Aaron Ross just won $50,000 from the FTC in a contest that asked people to invent something that would help put an end to those annoying telemarketing robocalls.
His invention, called Nomorobo, sounds reasonably simple to set up and I’d really like to try it.
Tell us how it works.
If you have Simultaneous Ring on your phone and someone calls your number, that call is being split and goes first to a Nomorobo number. In real time, it’s analyzing the caller ID and caller frequency across multiple phone lines. It’s a red flag, for example, when the same phone number has made 5,000 calls to different numbers in the past hour. It’s also a red flag when the same phone number is sequentially calling large blocks of phone numbers. Both scenarios indicate robocalling patterns.

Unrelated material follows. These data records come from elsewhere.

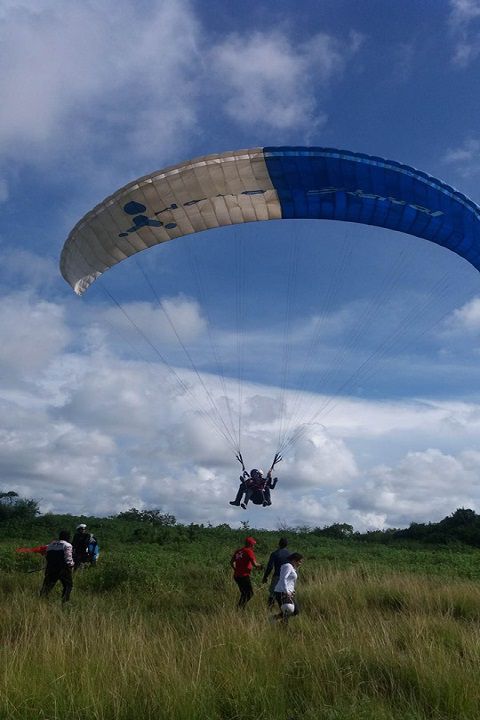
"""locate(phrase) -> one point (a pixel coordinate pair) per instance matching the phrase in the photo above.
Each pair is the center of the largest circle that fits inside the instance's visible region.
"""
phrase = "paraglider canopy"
(265, 184)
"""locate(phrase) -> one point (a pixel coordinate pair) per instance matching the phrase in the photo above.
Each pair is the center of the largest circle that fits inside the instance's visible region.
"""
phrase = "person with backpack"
(59, 566)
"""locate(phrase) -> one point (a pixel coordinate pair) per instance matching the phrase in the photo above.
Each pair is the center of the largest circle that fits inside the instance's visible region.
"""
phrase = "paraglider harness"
(257, 488)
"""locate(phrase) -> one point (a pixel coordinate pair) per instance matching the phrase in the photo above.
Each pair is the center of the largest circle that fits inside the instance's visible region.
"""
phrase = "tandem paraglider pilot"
(256, 488)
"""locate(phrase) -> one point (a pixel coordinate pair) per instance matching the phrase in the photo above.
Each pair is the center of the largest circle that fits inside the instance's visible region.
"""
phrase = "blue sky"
(97, 94)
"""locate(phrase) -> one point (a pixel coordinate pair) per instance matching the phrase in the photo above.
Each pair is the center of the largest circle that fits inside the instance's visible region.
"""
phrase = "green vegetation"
(389, 629)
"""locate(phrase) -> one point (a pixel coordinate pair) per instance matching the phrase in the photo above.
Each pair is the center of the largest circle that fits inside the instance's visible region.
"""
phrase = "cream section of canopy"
(205, 193)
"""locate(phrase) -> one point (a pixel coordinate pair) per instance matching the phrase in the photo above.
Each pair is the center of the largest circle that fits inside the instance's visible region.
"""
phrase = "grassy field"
(390, 633)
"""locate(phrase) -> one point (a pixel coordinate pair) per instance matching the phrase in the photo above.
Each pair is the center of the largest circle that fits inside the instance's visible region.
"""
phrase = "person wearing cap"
(80, 543)
(285, 587)
(275, 562)
(59, 566)
(242, 562)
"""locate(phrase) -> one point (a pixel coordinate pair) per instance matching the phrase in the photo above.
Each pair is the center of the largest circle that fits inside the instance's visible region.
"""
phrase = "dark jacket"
(275, 561)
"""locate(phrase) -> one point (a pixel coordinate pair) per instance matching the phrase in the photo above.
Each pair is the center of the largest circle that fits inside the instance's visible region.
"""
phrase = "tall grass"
(367, 645)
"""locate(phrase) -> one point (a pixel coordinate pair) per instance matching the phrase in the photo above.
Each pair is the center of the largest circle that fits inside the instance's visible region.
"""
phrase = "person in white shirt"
(285, 587)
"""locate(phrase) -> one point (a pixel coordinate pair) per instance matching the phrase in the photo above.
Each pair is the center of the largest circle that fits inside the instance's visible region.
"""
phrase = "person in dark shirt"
(255, 484)
(59, 566)
(242, 562)
(275, 561)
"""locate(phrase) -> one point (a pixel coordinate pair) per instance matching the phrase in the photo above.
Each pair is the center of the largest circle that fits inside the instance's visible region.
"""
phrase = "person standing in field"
(80, 544)
(275, 561)
(285, 587)
(242, 562)
(59, 566)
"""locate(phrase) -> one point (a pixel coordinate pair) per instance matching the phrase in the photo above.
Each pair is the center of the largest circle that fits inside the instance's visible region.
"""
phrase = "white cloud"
(270, 81)
(33, 333)
(465, 158)
(75, 417)
(462, 19)
(81, 78)
(423, 486)
(465, 318)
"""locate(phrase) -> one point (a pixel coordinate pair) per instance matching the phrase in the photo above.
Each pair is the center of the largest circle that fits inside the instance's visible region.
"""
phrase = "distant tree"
(154, 517)
(14, 507)
(338, 531)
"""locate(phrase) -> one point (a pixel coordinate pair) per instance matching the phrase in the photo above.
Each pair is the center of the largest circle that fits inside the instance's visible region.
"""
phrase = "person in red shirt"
(242, 562)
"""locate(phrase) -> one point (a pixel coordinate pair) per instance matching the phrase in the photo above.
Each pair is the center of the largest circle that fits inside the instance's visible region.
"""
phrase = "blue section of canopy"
(314, 182)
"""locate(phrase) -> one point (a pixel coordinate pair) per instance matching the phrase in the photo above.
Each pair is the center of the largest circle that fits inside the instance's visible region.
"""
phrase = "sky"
(360, 342)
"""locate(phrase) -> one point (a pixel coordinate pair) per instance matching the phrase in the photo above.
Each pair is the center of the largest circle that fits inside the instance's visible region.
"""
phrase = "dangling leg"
(248, 495)
(240, 492)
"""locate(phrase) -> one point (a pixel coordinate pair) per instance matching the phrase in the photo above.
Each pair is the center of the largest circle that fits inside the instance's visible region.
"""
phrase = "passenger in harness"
(256, 488)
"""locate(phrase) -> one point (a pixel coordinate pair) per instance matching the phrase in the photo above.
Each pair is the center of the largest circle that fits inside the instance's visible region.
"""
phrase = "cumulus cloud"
(463, 20)
(82, 76)
(76, 416)
(466, 318)
(422, 486)
(465, 158)
(269, 80)
(34, 332)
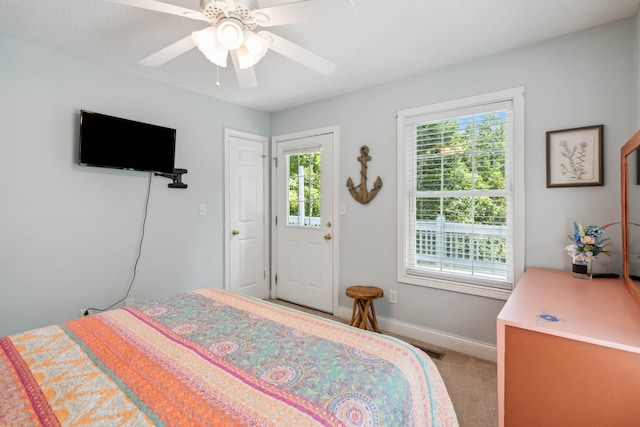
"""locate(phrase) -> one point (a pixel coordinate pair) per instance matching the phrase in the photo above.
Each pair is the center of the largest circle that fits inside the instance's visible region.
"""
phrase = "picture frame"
(575, 157)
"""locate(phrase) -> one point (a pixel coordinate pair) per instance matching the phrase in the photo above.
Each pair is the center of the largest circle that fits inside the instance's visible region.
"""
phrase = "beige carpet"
(471, 382)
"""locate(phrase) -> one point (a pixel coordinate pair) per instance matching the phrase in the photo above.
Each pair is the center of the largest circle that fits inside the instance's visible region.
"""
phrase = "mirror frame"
(627, 149)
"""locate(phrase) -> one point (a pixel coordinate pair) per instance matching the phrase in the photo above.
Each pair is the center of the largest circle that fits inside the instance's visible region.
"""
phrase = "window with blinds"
(457, 199)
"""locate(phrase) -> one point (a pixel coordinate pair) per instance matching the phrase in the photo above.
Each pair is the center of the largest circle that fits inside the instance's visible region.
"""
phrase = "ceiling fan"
(231, 32)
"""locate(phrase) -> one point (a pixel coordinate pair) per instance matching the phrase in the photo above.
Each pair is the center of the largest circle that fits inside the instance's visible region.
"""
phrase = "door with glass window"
(304, 230)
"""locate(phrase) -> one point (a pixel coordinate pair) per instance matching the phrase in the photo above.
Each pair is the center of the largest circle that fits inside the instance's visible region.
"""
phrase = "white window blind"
(458, 217)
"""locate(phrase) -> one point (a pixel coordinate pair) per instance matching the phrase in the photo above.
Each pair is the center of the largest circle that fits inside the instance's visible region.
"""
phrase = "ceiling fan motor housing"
(240, 10)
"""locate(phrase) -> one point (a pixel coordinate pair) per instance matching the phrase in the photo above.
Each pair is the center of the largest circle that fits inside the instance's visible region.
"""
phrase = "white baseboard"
(468, 346)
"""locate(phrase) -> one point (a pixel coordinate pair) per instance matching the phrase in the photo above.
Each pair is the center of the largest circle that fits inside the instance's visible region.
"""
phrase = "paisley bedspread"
(211, 357)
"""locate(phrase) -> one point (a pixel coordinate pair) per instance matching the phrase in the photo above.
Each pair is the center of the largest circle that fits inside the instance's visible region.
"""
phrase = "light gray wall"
(577, 80)
(69, 234)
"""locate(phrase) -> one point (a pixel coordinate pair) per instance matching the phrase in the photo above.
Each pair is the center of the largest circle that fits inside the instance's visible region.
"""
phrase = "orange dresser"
(568, 353)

If it detects a robocaller, the call is automatically disconnected before the consumer’s phone even rings. Those numbers go onto a blacklist. If an incoming number doesn’t appear on the blacklist, the software asks the caller to type in a number. If it’s a human telemarketer, they’d respond. If it’s a robocaller, they can’t respond and the call is terminated.

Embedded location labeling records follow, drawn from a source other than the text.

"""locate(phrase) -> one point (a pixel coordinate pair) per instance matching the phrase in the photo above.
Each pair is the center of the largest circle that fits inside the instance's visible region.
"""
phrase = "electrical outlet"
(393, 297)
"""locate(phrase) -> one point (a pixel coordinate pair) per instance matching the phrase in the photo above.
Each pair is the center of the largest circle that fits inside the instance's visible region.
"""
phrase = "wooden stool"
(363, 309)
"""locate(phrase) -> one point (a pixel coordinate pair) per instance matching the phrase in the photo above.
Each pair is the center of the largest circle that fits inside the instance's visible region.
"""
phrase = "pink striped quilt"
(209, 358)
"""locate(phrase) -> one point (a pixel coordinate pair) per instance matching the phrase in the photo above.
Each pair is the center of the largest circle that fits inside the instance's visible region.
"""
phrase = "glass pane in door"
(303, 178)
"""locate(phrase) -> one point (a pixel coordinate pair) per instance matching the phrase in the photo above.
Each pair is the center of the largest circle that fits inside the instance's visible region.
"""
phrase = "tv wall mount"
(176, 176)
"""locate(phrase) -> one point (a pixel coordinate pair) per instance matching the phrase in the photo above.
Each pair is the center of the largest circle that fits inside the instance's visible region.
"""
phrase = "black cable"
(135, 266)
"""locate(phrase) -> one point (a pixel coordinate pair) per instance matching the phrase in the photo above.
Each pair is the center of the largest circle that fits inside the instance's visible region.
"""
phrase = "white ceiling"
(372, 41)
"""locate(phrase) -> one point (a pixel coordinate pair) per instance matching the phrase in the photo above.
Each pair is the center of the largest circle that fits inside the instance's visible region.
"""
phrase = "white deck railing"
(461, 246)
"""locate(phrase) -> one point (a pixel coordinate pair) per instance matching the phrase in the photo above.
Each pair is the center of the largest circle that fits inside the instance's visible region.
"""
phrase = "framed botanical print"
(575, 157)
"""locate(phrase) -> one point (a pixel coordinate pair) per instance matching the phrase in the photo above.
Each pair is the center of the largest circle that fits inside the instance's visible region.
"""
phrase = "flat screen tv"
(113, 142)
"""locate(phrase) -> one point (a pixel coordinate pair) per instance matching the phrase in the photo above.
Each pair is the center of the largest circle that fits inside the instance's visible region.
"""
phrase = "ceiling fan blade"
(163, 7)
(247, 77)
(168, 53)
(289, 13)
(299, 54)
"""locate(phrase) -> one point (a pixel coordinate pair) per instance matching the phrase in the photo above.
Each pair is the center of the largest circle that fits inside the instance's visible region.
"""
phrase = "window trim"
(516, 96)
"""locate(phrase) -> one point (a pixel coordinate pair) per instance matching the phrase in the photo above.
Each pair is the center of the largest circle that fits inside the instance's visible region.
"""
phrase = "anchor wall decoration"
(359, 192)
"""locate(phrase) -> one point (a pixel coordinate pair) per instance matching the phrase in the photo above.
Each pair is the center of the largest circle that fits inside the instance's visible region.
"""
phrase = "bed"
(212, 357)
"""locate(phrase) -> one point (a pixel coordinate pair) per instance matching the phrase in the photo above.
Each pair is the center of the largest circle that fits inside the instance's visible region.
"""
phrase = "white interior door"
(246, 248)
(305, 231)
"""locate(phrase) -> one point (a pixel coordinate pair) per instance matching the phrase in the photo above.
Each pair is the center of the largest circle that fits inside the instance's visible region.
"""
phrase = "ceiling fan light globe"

Obviously there are some things that would need to be sorted out like who runs the blacklist and how easy it would be for organizations to loophole their way off of it, but it’s a good start. The existing do not call lists, though they do help some, aren’t doing the job as effectively as they were supposed to. There are always going to be folks who disregard them, and this would help slow that down at least for a while.